Recognition memory task

Since hippocampal atrophy is strongly related to cognitive function in the elderly population (Devanand et al., 2007;Li et al., 2006), a well documented recognition memory task that activates the hippocampus was used (Stark and Squire 2000b), with minor modifications.

Subjects were presented with 50 line drawings with common nameable objects (Snodgrass and Vanderwart 1980) on a laptop computer before entering the scanner and were asked to name them. Each picture was presented to the subject for 2.5 seconds with an inter-trial interval of 0.5 seconds.
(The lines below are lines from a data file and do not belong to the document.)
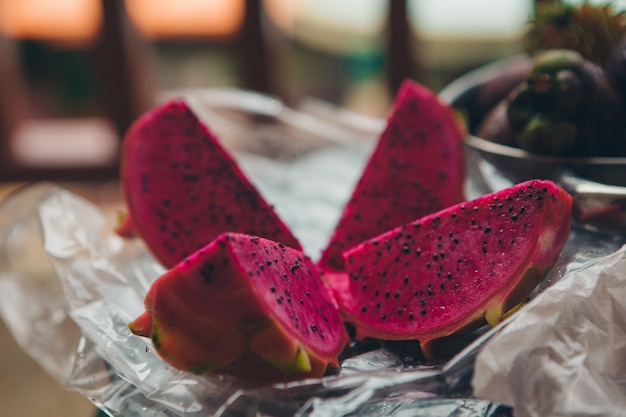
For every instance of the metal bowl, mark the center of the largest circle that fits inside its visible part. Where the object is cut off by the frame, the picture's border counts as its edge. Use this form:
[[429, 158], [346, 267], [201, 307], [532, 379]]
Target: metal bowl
[[597, 184]]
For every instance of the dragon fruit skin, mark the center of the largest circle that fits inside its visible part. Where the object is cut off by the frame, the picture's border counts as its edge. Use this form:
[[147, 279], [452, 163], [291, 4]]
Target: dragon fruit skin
[[455, 269], [417, 168], [245, 306], [182, 188]]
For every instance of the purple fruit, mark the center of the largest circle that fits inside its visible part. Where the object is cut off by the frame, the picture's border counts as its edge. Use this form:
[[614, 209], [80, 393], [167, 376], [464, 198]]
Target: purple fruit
[[417, 168], [183, 189], [245, 306], [451, 270]]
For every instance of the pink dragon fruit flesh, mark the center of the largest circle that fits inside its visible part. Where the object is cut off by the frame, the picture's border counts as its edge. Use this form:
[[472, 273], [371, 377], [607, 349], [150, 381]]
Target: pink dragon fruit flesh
[[245, 306], [417, 168], [454, 269], [182, 188]]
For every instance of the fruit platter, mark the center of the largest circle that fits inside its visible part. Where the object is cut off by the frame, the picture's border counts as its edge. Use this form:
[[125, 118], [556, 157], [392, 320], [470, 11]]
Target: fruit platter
[[270, 260], [90, 280]]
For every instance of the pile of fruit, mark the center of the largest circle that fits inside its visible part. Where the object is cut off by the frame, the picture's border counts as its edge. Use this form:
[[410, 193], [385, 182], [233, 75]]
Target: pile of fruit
[[410, 258], [572, 99]]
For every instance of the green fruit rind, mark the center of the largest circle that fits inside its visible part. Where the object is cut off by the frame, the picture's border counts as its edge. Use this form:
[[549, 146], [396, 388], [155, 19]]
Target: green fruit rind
[[244, 306]]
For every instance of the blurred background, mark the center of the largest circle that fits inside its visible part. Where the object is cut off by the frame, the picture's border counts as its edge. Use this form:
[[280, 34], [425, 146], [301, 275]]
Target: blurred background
[[75, 73]]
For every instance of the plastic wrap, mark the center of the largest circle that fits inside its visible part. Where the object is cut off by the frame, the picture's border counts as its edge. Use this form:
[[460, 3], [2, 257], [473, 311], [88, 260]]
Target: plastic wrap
[[69, 285]]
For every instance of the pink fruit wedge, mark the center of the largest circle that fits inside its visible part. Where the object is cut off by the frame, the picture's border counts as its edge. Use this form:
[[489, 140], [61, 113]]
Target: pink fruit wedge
[[182, 188], [244, 306], [417, 168], [451, 270]]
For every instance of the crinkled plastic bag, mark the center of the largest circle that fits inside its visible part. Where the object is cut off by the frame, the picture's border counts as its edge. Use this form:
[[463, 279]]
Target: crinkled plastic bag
[[69, 286]]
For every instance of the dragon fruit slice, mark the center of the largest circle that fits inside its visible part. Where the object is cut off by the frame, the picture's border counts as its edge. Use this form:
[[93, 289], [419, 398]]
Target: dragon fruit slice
[[417, 168], [451, 270], [246, 306], [182, 188]]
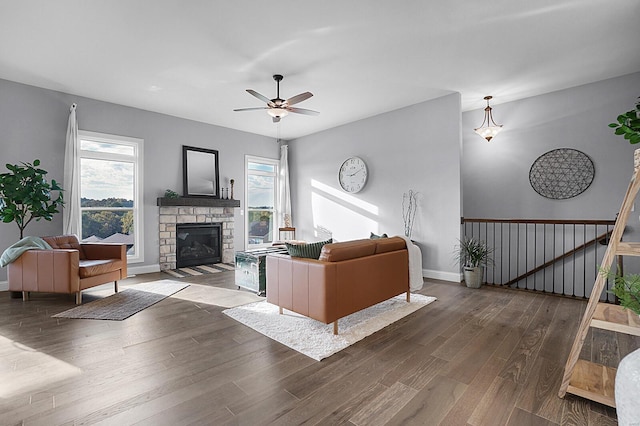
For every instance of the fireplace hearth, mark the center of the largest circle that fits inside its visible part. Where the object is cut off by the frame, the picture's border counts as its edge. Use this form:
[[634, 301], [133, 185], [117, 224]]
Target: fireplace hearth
[[198, 244]]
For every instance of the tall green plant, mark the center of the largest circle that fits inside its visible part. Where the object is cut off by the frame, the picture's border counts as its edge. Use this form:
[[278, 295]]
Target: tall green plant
[[627, 290], [628, 125], [25, 195], [472, 253]]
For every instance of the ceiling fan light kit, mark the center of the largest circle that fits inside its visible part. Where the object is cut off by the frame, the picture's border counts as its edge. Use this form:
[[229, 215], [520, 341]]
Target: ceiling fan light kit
[[491, 129], [278, 107]]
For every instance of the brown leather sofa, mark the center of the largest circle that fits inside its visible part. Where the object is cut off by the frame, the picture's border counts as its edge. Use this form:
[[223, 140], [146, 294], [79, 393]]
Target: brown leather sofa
[[69, 268], [348, 276]]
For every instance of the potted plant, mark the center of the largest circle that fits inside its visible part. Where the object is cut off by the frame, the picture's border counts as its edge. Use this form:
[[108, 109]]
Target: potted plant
[[473, 255], [627, 290], [25, 195], [628, 125]]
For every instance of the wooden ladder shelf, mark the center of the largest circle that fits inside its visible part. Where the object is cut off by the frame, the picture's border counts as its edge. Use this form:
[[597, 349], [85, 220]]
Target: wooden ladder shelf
[[587, 379]]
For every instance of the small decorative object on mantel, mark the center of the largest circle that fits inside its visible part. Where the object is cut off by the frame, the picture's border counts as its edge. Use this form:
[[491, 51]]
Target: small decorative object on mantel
[[561, 173], [171, 194]]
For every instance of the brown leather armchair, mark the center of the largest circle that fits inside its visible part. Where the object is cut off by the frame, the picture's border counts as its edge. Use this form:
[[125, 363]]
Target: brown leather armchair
[[69, 268]]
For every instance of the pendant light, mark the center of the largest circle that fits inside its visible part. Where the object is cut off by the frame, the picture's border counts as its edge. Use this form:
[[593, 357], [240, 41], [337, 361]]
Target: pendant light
[[491, 129]]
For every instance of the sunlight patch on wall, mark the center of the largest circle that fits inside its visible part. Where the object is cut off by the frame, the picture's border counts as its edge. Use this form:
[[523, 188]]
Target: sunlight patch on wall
[[29, 369], [347, 198], [347, 217]]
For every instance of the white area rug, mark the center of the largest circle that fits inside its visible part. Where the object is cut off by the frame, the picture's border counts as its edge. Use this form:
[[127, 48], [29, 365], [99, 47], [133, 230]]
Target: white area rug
[[315, 339]]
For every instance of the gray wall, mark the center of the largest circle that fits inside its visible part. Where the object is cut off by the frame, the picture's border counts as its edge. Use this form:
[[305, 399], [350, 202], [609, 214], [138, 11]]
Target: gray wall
[[33, 123], [417, 148], [495, 175]]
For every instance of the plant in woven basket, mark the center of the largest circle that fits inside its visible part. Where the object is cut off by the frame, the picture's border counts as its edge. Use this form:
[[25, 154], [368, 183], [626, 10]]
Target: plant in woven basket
[[627, 290], [628, 125], [472, 253], [25, 195]]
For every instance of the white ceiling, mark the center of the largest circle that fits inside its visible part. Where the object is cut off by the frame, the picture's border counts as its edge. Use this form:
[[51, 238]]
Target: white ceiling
[[194, 59]]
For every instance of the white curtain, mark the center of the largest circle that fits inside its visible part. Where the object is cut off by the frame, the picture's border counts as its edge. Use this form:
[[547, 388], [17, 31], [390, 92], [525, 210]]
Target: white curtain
[[284, 189], [71, 210]]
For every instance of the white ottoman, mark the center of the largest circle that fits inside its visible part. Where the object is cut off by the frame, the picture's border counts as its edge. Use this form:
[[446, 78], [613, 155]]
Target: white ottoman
[[628, 390]]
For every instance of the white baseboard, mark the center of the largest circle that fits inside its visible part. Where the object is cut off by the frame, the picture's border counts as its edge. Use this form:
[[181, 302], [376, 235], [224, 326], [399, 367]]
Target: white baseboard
[[455, 277], [145, 269]]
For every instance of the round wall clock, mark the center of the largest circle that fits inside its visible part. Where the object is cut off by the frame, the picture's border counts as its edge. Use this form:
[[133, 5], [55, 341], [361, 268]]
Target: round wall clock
[[353, 174]]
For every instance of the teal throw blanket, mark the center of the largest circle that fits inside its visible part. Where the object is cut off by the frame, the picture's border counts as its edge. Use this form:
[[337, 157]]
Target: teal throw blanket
[[15, 250]]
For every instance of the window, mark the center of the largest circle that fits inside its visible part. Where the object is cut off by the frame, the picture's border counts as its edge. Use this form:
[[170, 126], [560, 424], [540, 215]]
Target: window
[[111, 191], [261, 200]]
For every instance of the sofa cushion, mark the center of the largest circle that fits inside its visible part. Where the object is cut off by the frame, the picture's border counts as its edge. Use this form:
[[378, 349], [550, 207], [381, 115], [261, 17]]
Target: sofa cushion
[[348, 250], [91, 268], [384, 245], [308, 250], [66, 242], [375, 236]]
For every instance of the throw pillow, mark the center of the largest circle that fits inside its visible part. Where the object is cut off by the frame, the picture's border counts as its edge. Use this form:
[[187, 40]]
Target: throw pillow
[[309, 250], [375, 237]]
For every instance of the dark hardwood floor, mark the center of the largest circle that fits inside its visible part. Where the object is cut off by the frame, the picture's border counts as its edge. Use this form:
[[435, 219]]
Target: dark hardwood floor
[[479, 357]]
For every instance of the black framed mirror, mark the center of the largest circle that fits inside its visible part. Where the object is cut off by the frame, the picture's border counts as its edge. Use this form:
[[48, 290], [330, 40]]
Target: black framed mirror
[[200, 172]]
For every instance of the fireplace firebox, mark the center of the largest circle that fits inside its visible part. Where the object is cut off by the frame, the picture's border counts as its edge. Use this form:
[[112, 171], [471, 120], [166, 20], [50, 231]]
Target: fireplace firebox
[[198, 244]]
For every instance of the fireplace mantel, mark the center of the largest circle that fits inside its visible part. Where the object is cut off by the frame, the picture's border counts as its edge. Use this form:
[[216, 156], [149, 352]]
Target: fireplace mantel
[[196, 202], [193, 210]]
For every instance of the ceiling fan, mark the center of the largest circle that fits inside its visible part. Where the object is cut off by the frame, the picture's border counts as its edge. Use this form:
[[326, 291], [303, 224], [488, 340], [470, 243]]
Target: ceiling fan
[[277, 107]]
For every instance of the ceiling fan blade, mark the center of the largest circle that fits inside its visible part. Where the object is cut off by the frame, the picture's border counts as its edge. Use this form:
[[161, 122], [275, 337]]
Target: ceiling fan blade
[[260, 96], [303, 111], [250, 109], [299, 98]]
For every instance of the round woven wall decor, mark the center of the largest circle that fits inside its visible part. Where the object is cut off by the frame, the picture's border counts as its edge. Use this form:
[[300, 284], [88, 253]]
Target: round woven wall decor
[[561, 173]]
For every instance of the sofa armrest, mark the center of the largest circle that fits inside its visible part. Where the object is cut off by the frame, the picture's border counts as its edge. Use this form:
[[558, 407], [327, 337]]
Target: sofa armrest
[[305, 286], [54, 271], [95, 251]]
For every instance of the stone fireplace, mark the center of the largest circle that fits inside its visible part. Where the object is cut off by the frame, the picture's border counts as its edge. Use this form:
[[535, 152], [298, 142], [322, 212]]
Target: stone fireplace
[[198, 244], [186, 210]]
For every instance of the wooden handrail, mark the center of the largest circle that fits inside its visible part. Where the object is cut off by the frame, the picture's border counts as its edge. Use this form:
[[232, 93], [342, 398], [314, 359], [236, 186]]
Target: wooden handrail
[[559, 258], [543, 221]]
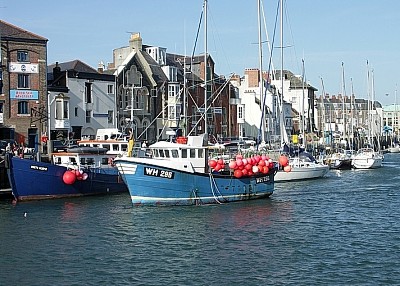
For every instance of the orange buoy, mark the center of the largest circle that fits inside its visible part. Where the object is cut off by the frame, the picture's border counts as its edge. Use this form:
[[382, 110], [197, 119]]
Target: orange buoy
[[287, 168], [283, 161], [238, 173], [212, 163], [69, 177]]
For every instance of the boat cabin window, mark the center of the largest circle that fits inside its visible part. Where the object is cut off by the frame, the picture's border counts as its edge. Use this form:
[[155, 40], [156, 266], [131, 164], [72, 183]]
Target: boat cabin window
[[174, 153], [184, 153], [87, 161]]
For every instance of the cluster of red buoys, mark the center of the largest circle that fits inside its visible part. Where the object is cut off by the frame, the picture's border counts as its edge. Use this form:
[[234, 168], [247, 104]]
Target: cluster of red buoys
[[70, 176], [248, 166]]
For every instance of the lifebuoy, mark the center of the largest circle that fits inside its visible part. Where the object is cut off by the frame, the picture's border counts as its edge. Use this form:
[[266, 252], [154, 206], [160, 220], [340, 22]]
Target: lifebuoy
[[111, 162]]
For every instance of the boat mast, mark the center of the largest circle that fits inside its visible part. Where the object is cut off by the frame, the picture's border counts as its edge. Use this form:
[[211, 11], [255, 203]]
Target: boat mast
[[343, 103], [302, 107], [282, 125], [261, 81]]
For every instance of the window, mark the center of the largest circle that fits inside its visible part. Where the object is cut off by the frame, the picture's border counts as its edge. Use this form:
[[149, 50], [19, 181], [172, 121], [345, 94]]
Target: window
[[110, 116], [110, 89], [88, 115], [23, 107], [23, 80], [88, 92], [240, 112], [62, 109], [22, 56]]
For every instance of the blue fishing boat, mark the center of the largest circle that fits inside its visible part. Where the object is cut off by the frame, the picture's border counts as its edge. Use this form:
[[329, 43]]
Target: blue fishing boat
[[77, 172], [179, 173]]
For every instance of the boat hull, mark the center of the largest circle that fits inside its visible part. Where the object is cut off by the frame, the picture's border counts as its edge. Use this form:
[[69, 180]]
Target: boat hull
[[340, 164], [159, 185], [32, 180], [302, 173], [367, 163]]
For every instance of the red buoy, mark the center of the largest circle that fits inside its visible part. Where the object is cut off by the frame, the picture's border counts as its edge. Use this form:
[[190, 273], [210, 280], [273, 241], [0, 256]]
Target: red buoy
[[283, 161], [69, 177]]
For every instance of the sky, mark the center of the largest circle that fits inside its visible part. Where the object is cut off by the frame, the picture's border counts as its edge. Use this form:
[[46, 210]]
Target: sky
[[326, 40]]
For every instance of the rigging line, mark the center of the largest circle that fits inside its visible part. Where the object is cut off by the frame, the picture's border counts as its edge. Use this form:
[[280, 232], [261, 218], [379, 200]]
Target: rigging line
[[205, 111], [291, 34], [269, 70], [197, 34]]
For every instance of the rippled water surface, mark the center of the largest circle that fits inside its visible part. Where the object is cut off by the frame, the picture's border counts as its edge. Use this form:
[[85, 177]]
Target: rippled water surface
[[340, 230]]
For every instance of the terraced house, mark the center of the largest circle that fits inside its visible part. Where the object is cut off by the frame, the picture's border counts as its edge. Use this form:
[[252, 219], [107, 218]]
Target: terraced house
[[23, 90]]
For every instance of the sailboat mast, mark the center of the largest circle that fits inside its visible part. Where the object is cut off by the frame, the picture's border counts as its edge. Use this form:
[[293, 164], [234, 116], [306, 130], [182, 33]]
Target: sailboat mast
[[302, 107], [261, 81], [343, 103], [205, 69], [281, 99]]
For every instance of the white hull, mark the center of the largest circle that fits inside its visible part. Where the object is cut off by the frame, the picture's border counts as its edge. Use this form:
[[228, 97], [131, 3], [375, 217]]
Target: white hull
[[302, 173], [394, 149], [367, 159]]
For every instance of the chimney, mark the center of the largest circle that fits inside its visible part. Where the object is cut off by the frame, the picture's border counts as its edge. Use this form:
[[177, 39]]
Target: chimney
[[253, 77], [135, 42], [100, 67], [56, 71]]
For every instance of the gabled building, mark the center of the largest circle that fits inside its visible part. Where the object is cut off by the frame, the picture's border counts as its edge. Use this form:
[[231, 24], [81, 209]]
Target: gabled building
[[167, 92], [141, 84], [81, 100], [302, 97], [23, 89]]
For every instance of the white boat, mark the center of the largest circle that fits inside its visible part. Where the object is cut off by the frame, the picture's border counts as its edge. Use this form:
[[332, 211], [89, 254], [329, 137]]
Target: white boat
[[394, 149], [178, 174], [367, 158], [302, 167], [341, 159]]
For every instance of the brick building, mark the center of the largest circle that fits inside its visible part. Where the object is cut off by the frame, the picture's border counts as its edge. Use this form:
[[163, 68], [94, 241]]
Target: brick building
[[23, 94]]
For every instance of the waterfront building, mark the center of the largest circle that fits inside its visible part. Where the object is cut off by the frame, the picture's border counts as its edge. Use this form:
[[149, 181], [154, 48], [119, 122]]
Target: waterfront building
[[301, 95], [167, 93], [81, 100], [345, 118], [23, 90]]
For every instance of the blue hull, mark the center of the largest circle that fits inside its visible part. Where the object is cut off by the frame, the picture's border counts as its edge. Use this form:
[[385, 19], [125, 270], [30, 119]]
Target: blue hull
[[154, 185], [32, 180]]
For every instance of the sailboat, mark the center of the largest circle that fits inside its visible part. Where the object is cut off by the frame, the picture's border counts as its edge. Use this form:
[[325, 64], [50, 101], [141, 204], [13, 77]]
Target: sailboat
[[302, 165], [394, 145], [183, 173], [367, 157]]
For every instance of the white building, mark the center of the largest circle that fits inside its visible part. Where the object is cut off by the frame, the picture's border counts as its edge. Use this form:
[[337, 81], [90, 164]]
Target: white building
[[80, 100]]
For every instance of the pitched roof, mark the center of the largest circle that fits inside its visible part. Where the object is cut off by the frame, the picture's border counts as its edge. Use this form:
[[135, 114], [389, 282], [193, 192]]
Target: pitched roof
[[11, 32], [75, 65]]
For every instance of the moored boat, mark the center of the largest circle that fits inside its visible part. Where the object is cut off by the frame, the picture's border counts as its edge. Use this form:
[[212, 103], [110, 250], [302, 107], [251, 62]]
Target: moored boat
[[70, 174], [302, 167], [367, 158], [179, 174], [341, 159]]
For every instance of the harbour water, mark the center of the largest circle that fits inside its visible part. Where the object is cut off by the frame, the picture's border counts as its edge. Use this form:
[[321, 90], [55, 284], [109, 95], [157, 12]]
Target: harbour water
[[340, 230]]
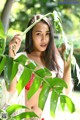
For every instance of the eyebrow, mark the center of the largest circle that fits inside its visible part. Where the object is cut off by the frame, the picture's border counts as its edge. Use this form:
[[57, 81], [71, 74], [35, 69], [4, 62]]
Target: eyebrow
[[41, 31]]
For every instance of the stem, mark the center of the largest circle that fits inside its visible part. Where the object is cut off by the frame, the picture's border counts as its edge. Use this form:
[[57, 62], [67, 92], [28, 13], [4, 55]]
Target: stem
[[26, 30]]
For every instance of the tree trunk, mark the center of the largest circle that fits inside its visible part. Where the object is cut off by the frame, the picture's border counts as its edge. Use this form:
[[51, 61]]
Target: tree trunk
[[6, 13]]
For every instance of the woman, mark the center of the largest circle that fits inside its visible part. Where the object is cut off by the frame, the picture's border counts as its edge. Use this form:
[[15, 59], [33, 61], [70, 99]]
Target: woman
[[40, 47]]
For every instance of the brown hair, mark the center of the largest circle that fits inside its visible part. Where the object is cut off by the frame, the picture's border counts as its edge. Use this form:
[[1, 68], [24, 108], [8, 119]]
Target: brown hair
[[49, 55]]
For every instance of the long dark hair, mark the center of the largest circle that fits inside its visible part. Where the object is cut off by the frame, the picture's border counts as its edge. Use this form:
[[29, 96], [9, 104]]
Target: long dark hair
[[49, 56]]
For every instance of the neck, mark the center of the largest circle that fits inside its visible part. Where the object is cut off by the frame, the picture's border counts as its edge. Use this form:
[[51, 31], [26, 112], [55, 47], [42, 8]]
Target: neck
[[36, 54]]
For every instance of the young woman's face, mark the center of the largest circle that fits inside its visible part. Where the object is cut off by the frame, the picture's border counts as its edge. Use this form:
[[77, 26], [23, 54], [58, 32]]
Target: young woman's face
[[40, 36]]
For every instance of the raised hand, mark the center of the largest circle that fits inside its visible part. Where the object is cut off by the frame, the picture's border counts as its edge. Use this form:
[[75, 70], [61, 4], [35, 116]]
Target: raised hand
[[14, 45]]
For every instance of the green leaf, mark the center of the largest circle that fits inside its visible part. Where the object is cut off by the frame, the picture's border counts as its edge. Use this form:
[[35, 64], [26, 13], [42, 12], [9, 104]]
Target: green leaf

They were instructed to learn the pictures, to be able to recognize them in a memory task while in the scanner. After entering the scanner, each subject viewed 100 pictures (the 50 that they had learned and 50 new pictures) while BOLD fMRI images were acquired. Subjects rested supine in the scanner and viewed the images via a set of fiber optic goggles (SV2000; Avotec, Inc.) positioned in the head coil above their eyes.

Subjects were asked to press a button with the right hand if they recognized the picture (old) and with the left hand if they did not recognize the picture (new). Two sets of 50 pictures were counterbalanced as old and new between subjects. The two sets of pictures were ordered in a random fashion, and were presented in five blocks of 20 images. Each image was presented for two seconds with an inter-trial interval of 1 second. Subjects were instructed to rest for thirty seconds between each block (while looking at a slide indicating “rest”).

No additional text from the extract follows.